It is just fine to investigate these things, just take it with a grain of salt. I think that often christians feel obligated to answer these questions because of modern man's skepticism, we don't pander to them.


----------



## JoannaV (Nov 29, 2011)

I looked through that website briefly, and I liked that the author appeared, to me, not to be trying to force any theory on anybody. He has merely gathered together a lot of different information, some which is a lot more speculative than others, and some which he personally thinks is probably a good historical interpretation of the facts and others which he does not. And he said himself, that it is at most interesting. These are not things we need to know. It is just interesting to think about.

Lots of things happened prior to the flood. We don't know much about it. All we _need_ to know is in the Bible. But one thing I do know is that whatever geologic oddities were found at Oklo can*not* be explained by something that happened two billion years ago.

We know that _some_ people lived for a very long time, and so one would assume that they could do some useful things. But that's about it.


----------



## Rufus (Nov 29, 2011)

py3ak said:


> there are urban legends within the Christian church, some may be spread by false teachers, many could be transmitted just from one trusting person to another. Sadly Christians are not always rigorous in their thinking, or in suspending judgment until the evidence has been collected and digested.



Like Siberian miners digging a pit to hell....


----------



## TimV (Nov 29, 2011)

> Trouble is that some scholars note the biblical measure used to describe the Ark - a cubit - may be anywhere between 18 inches and 3 feet, which might make the Ark bigger than the Titanic.



This, after he admits the CIA looked an an anomaly on Mt. Ararat, and the expert said is was too big to be the ark of the Bible, according to the Biblical description. So you use the old "Some Bible scholars" card. OK, so I go to esword, type in "cubit" and see:



> Jdg 3:16 And Ehud made for himself a sword with two edges, a cubit in length, and he bound it on his right thigh under his clothes.

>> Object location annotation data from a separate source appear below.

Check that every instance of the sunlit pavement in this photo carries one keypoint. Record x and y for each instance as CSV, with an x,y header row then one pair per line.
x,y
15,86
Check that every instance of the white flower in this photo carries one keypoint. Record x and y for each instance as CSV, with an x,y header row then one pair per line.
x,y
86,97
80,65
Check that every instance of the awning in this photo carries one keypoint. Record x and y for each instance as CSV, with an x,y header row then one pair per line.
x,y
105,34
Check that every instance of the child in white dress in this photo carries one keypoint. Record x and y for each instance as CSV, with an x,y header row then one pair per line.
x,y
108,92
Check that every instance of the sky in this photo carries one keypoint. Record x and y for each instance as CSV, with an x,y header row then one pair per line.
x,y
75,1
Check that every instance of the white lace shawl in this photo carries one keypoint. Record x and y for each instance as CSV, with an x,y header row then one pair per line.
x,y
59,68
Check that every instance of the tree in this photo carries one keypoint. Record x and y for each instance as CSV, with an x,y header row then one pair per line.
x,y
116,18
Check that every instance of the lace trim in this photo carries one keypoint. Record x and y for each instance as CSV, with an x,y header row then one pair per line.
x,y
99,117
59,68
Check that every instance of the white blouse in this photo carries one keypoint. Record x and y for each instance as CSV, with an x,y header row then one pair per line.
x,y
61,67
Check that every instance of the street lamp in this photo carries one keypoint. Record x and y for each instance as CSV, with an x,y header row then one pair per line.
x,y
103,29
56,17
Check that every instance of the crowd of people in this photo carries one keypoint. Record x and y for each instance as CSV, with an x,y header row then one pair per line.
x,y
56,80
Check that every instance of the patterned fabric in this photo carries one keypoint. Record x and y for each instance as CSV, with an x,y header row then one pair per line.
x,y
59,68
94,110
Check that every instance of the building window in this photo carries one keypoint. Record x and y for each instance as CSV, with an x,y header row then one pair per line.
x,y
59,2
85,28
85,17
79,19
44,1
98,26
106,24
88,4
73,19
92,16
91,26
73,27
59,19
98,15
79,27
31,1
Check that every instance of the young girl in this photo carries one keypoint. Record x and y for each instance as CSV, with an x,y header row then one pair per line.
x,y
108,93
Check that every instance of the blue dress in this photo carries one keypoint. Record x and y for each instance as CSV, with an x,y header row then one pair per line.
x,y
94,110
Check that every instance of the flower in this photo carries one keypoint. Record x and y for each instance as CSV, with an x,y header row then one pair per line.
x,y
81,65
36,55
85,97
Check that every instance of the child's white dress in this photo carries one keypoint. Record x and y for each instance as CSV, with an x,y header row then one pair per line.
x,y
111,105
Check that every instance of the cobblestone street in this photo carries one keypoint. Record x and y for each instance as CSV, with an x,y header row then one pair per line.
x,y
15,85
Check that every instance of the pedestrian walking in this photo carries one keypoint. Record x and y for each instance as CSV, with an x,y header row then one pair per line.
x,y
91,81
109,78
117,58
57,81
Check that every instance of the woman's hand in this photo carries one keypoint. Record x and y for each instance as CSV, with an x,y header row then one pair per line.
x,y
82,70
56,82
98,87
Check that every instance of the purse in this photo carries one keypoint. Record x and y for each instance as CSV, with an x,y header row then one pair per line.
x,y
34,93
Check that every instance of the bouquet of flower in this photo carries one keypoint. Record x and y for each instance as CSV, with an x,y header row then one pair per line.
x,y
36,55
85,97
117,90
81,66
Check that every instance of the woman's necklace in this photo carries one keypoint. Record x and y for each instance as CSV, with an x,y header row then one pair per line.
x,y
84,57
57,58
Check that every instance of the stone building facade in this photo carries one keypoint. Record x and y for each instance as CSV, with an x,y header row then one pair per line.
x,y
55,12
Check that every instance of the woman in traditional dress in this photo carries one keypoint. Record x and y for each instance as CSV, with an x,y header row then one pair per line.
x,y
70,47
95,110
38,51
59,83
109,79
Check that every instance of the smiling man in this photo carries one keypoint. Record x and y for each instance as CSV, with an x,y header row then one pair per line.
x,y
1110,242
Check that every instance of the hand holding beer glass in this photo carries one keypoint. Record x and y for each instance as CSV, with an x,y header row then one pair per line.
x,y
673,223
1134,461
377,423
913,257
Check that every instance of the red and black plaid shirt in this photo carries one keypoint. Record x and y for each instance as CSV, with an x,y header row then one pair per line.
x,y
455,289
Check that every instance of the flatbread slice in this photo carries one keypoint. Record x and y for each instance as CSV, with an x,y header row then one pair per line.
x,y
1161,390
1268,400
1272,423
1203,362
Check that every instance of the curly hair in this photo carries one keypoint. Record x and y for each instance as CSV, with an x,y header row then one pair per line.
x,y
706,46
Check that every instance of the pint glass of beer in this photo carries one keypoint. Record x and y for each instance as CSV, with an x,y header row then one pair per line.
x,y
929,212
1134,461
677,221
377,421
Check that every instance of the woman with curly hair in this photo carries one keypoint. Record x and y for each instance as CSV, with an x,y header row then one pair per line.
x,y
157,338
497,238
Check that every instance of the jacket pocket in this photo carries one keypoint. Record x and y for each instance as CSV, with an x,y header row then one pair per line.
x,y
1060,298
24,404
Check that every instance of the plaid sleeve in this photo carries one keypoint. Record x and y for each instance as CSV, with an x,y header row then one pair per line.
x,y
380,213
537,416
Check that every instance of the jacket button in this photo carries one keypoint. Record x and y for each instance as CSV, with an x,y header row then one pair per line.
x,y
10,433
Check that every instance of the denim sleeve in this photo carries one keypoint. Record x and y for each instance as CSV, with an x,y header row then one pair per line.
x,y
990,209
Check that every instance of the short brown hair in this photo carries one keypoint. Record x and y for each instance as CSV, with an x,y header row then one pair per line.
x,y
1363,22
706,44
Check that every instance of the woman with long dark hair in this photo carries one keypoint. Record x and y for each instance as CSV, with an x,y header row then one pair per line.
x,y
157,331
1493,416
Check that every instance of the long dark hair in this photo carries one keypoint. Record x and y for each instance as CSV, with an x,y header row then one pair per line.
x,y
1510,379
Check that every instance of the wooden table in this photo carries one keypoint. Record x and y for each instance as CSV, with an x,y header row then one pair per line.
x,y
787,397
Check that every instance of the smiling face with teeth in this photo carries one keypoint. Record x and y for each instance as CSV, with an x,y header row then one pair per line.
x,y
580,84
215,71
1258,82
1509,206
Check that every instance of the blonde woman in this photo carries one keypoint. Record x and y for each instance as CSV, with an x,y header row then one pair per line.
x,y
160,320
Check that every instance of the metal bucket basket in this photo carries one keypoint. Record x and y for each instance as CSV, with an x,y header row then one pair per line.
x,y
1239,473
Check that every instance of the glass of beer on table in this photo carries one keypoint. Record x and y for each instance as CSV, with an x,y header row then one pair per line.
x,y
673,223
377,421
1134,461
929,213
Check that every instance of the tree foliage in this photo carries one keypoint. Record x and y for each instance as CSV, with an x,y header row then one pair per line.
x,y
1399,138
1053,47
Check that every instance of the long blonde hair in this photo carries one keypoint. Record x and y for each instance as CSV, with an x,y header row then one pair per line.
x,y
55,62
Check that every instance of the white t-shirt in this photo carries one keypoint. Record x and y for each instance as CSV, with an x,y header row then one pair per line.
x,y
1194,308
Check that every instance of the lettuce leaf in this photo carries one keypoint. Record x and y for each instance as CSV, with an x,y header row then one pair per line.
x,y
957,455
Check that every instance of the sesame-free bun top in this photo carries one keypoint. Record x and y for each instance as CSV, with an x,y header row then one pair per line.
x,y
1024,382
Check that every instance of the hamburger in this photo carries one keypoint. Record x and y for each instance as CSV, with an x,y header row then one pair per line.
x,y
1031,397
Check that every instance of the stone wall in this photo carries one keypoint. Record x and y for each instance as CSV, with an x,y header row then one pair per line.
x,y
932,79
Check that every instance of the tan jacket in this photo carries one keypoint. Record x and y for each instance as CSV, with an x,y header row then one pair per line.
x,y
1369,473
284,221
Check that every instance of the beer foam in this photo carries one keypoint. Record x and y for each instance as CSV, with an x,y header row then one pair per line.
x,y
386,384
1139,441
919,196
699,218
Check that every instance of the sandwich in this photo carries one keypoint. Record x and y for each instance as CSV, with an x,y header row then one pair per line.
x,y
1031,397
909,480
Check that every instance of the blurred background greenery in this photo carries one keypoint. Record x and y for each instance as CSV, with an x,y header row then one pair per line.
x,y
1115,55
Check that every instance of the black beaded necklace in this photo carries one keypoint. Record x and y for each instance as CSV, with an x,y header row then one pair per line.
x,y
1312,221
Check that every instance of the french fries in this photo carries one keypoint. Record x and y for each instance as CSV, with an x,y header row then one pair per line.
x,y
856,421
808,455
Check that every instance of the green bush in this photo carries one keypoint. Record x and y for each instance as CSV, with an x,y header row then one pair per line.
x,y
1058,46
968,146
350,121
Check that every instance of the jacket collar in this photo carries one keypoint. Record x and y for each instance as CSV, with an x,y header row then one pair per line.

A three foot assassin's blade?  Boy, that would easily be hidden on a guy's thigh!


----------



## Backwoods Presbyterian (Nov 29, 2011)

This is something the Creation Museum does very well, In my humble opinion. The attention to detail in that place is amazing. (Like in the ark exhibit they have Noah using Sumerian Cuneiform to write.)


----------



## JoannaV (Nov 29, 2011)

TimV said:


> > Trouble is that some scholars note the biblical measure used to describe the Ark - a cubit - may be anywhere between 18 inches and 3 feet, which might make the Ark bigger than the Titanic.
> 
> 
> 
> ...



And the king was very fat, but maybe not that fat!


----------



## py3ak (Nov 29, 2011)

Rufus said:


> py3ak said:
> 
> 
> > there are urban legends within the Christian church, some may be spread by false teachers, many could be transmitted just from one trusting person to another. Sadly Christians are not always rigorous in their thinking, or in suspending judgment until the evidence has been collected and digested.
> ...



I once heard a recording of that.


----------



## TimV (Nov 29, 2011)

JoannaV said:


> And the king was very fat, but maybe not that fat!



! Yeah, I thought of that too! To have needed a three foot blade to get to the innards of even a fat guy is something I don't even want to take time to think about  And to think of a ship made by one family out of one kind of wood being bigger than the Titanic is even worse.


----------



## Brother John (Nov 29, 2011)

I remember listening to a lecture in the past where the speaker mentioned they thought there were somewhere around 3 billion people alive at the time of the flood. One question I have been thinking about that maybe someone else can help me with is this, are there fossils of human remains? It would seem that if you had billions, millions or even hundreds of thousands of people who died in the flood there would be fossil remains. Any thoughts?


----------